“These configuration settings provide an equal level of defense. The only difference is a trade off between CPU and RAM usage.”
This is for the scrypt section, where it says: “Like Argon2id, scrypt has three different parameters that can be configured: the minimum CPU/memory cost parameter (N), the blocksize (r) and the degree of parallelism (p). Use one of the following settings:”
In the examples, they change memory and parallelism, and they show that the lowest memory case with the highest parallelism is equal to the highest memory case with the least parallelism.
This is confusing because I thought increasing parallelism makes it easier to crack.

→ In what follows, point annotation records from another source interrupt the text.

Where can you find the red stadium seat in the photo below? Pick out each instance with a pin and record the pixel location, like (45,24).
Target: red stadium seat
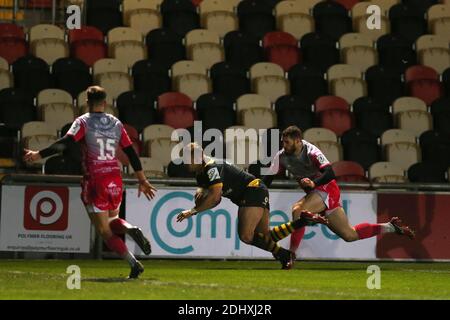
(12,42)
(331,103)
(281,48)
(423,82)
(176,110)
(349,171)
(336,120)
(87,44)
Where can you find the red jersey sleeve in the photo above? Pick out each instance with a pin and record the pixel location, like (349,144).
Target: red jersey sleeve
(125,140)
(77,130)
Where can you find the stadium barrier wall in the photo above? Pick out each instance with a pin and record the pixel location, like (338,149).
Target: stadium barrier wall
(45,214)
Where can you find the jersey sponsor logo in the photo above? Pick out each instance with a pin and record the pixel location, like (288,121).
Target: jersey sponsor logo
(213,174)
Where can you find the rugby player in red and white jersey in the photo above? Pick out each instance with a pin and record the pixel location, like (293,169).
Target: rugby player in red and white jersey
(100,135)
(315,175)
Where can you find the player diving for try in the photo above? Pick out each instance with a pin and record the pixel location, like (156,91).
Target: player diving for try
(316,176)
(100,135)
(217,178)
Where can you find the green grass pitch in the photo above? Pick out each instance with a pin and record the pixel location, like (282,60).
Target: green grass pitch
(198,279)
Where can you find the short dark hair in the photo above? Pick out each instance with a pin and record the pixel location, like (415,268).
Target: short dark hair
(292,132)
(95,95)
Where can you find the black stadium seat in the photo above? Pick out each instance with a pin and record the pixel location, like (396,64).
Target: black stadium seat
(241,49)
(294,110)
(71,75)
(408,21)
(151,78)
(360,146)
(255,17)
(307,82)
(384,84)
(104,14)
(137,109)
(165,47)
(31,74)
(215,111)
(332,19)
(16,107)
(319,50)
(395,52)
(372,116)
(229,81)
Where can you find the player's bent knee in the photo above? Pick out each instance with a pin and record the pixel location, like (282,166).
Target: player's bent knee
(246,237)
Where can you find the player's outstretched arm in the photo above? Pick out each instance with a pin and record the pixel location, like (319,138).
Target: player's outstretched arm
(211,200)
(145,186)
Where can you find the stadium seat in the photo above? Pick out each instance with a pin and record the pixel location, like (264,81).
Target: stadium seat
(268,79)
(357,49)
(126,45)
(112,75)
(215,111)
(48,42)
(229,80)
(407,21)
(13,44)
(441,115)
(372,116)
(388,172)
(294,110)
(165,47)
(281,48)
(137,109)
(255,17)
(71,75)
(384,84)
(411,115)
(87,44)
(6,80)
(426,172)
(158,143)
(400,148)
(446,81)
(218,16)
(104,14)
(242,50)
(180,16)
(433,51)
(204,47)
(331,19)
(294,17)
(176,110)
(360,146)
(152,167)
(439,20)
(346,81)
(255,111)
(143,16)
(31,74)
(360,18)
(150,78)
(190,78)
(395,52)
(319,50)
(435,148)
(349,171)
(423,82)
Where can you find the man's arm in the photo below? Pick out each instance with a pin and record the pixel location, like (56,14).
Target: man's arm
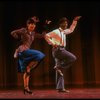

I know nothing about scrypt, but if I had to guess, each parallel thread in the scrypt algorithm requires its own allocation of memory, while in the Argon2id algorithm, the same memory allocation is worked on in parallel by each thread,
My reference for standards was to the OWASP recommendations. I did read the RFC but found my iPhone was 1.936GB short of the recommended 2GB. Note also that the RFC refers to a single iteration and sets as context, “is not tailored to your application or hardware”. Therefore I based my approach on Bitwarden’s upgraded parameters from OWASP.
In this part from OWASP:
That, as you say, is stated under scrypt where in relation to Argon2id they merely state that p is a settable parameter. I have seen nothing which suggests to me that p operates other than as already stated above: more, useable p shortens the time if the implementation is multi-threaded. Therefore, security is gained by a longer, stronger password, and by raising either or both of memory and iterations to the extent you and your CPU can agree on the consequent delay.